A News 5 analysis found that after the U.S. Supreme Court overturned Roe and Ohio enacted abortion access restrictions, tens of thousands of women in the state had registered to vote, making the Buckeye state one of the fastest-growing in the country in terms of new women voters.

RELATED: Ohio sees surge in women registering to vote after abortion access restricted

"I always felt that if Roe was overturned, we were going to see a shift," Burkons said. "I didn't think it was going to be as big as it is."

He and his teams are even getting calls and seeing patients who are protestors outside his clinics, he said.

"I think what's happening is the right-to-life movement for the Republican Party is going to prove to be an emperor that has no clothes," the doctor said. "It's easy to say I'm against something when you know that it's always there if you really need it."

Whitmarsh is also waiting for the total abortion ban to be brought back up in the Statehouse.

House Bill 598 was sponsored by state Rep. Jean Schmidt, a Republican from Loveland, and it would ban abortion without exceptions for rape, incest or the life of the mother or pregnant person. This was argued on the committee floor, but lawmakers came to the conclusion that saving the life of the mother would be an "affirmative defense."

This is the same bill that made national news after Schmidt said rape was an “opportunity” for a hypothetical 13-year-old girl who was raped and impregnated by a relative.

RELATED: Ohio bill would ban abortion without rape exemption

"There's a strong, strong likelihood that that will be passed and signed by the end of 2022," Whitmarsh said.

Burkons isn't so sure about that timeline, noting that it takes time to pass a bill, have it signed by the governor and then have it go into effect. The Republicans would need to get the bill passed now.

"I think that [the Republicans] realize that this is, right now, not a real good issue, because if you compare with Indiana, which is a bit redder even than Ohio, they went right ahead and passed the bill," he said. "Ohio could have called a special session, but they didn't."

RELATED: Sen. Rob Portman opposes proposed national abortion ban

He figures the law will be passed around the first of the year. Then the question becomes if the six-week bill is unconstitutional, wouldn't that also make the more restrictive ban unconstitutional as well, he said.

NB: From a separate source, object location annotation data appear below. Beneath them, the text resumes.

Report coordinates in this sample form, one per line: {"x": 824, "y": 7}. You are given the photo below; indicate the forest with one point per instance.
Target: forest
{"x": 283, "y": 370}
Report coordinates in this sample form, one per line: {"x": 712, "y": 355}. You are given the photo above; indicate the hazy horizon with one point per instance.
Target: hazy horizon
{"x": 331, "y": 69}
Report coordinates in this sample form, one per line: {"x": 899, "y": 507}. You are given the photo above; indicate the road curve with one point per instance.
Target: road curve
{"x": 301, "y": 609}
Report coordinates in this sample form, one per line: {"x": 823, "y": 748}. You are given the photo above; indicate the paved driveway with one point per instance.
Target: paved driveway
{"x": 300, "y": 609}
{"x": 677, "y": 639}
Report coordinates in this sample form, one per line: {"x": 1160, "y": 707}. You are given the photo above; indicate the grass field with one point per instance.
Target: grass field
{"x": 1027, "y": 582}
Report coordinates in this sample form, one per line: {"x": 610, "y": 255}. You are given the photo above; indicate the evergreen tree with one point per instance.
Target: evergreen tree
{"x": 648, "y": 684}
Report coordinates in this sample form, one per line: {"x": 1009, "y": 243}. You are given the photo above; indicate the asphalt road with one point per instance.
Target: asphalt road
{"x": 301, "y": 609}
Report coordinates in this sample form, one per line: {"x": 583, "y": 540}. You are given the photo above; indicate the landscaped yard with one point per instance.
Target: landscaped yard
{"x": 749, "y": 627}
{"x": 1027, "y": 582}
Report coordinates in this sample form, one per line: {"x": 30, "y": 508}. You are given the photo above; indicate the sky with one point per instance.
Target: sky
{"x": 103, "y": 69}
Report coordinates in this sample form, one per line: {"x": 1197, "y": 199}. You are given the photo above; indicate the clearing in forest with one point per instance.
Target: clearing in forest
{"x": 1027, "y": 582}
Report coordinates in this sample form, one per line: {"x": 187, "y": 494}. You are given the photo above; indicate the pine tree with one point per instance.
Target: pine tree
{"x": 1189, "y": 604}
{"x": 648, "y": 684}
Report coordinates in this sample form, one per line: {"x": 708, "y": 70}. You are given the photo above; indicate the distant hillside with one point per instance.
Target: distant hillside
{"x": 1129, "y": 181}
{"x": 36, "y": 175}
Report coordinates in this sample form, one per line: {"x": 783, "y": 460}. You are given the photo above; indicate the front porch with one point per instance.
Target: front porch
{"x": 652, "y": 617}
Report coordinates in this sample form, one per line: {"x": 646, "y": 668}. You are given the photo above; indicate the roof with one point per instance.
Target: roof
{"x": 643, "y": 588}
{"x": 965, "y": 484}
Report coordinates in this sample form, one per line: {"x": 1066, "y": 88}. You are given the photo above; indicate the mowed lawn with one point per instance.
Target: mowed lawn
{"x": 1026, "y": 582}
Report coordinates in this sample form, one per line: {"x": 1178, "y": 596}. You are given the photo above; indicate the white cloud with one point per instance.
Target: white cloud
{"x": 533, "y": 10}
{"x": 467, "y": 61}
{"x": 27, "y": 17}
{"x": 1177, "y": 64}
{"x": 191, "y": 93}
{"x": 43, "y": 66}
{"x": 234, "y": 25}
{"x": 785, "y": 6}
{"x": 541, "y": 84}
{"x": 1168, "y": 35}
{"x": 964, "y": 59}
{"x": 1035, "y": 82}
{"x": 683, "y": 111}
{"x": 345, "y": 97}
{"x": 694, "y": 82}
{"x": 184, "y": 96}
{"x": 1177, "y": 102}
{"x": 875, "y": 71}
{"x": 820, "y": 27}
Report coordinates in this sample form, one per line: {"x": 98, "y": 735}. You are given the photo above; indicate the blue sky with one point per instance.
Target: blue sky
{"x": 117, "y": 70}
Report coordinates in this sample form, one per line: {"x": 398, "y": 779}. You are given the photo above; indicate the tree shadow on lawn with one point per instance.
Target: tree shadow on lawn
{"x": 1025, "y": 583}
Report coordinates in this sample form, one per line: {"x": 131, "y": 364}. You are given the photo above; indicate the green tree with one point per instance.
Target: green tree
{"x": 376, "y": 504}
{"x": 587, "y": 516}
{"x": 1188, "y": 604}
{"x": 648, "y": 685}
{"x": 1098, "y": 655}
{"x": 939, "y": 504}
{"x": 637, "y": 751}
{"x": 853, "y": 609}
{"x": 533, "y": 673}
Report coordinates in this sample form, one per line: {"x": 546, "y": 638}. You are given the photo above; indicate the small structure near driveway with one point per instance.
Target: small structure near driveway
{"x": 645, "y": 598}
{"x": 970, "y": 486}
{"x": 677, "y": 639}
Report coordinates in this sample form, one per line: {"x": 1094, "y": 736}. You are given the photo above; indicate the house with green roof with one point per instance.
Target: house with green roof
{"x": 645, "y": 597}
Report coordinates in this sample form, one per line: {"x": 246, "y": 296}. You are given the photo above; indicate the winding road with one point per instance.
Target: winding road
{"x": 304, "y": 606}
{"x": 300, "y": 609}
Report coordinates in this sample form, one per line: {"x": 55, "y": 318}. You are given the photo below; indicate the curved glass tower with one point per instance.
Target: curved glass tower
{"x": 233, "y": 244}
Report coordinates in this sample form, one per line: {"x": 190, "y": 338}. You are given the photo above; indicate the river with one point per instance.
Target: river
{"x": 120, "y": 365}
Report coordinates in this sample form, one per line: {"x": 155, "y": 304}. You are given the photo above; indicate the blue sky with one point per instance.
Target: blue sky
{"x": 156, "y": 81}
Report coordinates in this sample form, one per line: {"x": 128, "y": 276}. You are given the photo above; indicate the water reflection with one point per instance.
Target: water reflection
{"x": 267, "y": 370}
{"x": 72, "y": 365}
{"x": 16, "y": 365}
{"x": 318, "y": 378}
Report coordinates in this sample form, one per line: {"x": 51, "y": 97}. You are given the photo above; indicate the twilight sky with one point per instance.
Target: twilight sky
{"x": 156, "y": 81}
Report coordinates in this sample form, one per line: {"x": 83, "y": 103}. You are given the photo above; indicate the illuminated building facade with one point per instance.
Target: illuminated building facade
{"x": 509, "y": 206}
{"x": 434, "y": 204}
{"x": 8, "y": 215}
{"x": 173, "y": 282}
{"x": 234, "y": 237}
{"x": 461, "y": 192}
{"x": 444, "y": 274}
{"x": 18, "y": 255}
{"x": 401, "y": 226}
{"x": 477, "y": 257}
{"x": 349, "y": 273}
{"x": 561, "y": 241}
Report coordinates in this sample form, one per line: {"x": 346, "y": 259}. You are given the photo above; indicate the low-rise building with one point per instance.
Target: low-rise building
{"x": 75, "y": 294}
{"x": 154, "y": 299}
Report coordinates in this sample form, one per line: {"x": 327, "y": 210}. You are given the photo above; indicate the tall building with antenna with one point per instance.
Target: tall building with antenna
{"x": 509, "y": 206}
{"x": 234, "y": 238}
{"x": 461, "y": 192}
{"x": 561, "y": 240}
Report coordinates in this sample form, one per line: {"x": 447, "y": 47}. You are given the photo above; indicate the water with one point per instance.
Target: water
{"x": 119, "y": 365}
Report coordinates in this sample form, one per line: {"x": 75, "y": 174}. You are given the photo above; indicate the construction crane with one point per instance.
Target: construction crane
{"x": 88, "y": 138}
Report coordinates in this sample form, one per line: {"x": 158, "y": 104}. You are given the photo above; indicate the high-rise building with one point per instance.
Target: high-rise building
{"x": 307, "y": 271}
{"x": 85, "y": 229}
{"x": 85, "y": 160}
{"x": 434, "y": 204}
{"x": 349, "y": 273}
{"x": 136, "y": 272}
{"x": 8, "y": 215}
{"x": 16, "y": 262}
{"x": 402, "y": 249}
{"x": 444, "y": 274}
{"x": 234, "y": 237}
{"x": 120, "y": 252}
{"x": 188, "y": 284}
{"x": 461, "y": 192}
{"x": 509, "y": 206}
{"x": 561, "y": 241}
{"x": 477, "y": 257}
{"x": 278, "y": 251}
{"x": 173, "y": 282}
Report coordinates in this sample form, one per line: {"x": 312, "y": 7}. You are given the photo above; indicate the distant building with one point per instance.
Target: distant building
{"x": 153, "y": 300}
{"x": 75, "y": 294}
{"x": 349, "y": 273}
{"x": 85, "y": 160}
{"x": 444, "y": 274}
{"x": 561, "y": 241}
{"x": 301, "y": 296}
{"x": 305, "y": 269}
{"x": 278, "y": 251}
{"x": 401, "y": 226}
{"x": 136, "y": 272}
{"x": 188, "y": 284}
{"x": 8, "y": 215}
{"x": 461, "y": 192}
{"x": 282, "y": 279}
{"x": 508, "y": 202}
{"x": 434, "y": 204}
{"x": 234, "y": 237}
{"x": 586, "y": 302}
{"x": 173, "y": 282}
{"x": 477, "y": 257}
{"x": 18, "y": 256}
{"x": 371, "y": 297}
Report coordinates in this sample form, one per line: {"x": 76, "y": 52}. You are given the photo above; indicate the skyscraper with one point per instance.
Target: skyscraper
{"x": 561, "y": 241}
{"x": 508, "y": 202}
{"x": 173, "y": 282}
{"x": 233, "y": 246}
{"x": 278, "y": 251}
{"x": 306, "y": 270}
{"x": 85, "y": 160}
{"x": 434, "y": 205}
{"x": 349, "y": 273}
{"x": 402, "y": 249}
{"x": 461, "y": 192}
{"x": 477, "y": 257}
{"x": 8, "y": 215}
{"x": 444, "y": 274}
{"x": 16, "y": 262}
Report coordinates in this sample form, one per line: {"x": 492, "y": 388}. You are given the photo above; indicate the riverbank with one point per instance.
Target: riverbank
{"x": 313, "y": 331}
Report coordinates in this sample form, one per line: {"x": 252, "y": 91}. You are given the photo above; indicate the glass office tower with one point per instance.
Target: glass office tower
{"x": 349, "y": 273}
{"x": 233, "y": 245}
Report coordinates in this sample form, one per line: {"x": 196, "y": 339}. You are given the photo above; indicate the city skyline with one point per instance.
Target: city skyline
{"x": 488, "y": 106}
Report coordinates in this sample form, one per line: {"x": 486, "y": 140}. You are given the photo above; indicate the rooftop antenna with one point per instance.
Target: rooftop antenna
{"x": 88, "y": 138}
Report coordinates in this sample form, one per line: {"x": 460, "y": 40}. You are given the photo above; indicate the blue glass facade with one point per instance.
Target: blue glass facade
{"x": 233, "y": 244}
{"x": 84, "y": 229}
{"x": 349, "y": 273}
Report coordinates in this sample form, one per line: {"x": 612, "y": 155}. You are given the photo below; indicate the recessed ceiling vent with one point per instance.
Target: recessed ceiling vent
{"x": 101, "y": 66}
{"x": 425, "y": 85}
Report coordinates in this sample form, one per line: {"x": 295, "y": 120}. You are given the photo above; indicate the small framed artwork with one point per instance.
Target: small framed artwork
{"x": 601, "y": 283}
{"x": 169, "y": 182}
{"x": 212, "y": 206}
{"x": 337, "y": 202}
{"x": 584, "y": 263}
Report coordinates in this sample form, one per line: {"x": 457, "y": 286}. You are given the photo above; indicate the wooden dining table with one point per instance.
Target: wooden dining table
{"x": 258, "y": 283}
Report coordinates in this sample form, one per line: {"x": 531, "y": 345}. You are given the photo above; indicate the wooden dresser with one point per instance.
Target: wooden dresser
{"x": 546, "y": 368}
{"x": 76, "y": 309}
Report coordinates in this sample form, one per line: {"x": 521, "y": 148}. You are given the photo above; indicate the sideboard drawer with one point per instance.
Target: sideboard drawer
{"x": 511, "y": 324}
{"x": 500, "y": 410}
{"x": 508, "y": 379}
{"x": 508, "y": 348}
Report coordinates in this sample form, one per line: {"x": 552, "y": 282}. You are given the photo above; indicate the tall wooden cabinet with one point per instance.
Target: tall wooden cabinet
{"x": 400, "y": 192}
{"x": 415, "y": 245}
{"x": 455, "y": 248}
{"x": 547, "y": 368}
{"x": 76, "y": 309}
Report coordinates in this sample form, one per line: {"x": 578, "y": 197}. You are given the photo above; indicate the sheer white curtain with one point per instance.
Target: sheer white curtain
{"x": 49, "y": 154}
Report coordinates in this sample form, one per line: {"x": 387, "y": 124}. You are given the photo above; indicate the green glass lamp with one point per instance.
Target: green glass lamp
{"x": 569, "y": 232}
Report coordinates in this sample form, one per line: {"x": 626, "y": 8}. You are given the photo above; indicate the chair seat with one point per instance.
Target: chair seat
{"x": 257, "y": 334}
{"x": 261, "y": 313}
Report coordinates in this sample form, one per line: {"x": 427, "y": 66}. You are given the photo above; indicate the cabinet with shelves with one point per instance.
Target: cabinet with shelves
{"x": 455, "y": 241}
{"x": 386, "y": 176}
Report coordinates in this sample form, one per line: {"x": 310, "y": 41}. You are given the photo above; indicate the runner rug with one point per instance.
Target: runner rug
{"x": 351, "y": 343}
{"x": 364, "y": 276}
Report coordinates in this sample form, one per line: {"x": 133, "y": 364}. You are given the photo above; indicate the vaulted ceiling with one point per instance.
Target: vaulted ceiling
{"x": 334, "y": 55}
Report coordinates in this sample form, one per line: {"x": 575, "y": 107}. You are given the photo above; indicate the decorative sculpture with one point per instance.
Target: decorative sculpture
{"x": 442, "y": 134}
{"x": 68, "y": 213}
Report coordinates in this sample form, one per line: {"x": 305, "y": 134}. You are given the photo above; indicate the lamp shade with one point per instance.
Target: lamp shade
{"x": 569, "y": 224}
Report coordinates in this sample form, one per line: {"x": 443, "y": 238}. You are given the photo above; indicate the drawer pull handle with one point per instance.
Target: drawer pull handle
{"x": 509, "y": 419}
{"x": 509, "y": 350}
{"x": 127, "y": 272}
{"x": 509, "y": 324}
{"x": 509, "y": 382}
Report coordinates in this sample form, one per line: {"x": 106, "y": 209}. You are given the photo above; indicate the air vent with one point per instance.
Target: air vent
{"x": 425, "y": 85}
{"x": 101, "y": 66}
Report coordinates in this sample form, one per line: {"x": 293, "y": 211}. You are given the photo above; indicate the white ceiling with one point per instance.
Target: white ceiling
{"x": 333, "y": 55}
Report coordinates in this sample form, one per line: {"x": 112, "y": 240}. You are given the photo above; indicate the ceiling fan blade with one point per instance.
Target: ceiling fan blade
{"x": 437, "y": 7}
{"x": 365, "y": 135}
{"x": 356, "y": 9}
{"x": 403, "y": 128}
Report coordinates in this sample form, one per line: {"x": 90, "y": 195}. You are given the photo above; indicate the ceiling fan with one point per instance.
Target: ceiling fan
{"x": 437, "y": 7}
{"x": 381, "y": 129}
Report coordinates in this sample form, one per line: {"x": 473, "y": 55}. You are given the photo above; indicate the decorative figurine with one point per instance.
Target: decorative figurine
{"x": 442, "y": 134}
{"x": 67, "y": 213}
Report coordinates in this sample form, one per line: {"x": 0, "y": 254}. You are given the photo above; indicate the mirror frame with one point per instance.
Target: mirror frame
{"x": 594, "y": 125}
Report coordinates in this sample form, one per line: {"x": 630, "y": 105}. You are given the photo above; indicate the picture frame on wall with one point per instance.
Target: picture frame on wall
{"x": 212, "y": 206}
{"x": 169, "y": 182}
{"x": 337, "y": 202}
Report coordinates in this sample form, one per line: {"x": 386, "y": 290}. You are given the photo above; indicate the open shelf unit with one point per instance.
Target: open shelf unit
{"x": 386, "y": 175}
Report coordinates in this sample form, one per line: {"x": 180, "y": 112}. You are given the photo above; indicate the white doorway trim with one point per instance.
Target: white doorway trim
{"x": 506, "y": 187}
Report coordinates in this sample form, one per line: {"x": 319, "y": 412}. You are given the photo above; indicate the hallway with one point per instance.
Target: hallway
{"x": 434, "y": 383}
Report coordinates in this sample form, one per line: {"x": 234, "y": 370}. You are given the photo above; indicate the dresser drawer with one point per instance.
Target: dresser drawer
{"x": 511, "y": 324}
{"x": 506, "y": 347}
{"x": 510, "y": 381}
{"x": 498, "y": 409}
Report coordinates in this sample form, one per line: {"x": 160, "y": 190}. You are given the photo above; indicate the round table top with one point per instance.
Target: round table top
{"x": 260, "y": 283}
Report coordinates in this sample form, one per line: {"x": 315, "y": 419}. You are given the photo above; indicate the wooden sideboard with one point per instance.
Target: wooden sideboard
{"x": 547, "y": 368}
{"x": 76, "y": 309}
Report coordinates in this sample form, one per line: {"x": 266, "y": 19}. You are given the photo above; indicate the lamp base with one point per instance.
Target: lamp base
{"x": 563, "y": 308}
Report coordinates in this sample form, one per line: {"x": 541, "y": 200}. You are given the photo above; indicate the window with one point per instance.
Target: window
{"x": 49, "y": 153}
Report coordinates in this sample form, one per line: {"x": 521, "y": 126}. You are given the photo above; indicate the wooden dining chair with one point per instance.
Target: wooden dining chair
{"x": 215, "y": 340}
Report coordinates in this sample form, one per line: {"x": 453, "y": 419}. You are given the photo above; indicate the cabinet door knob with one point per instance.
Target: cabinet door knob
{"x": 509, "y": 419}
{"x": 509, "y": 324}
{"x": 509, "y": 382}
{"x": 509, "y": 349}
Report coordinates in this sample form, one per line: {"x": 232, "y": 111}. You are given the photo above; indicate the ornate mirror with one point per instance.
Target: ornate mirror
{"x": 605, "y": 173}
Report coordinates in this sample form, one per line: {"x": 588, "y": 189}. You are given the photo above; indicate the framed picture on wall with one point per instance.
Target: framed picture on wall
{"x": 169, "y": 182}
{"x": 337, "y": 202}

Now, Ohioans just have to wait. The judge will be making a decision within 13 days about whether he will extend the block for another two weeks to give him time to think or if he is just going to completely block the law until the trial is over.

Until then, expect clinics to have "sidewalk advocacy groups," to encourage life, Whitmarsh said.

"They're definitely going to go back out to those abortion mills and make sure there is support there," she said.

"Sidewalk advocacy groups" are just loud and invasive protestors to Burkons.

"These people that are outside the clinic yelling at you and screaming at you, they don't know you," the doctor said. "They don't know anything about you, but somehow they know what you should do with your life and they want to make the choice for you when it's your job to make the choice for yourself."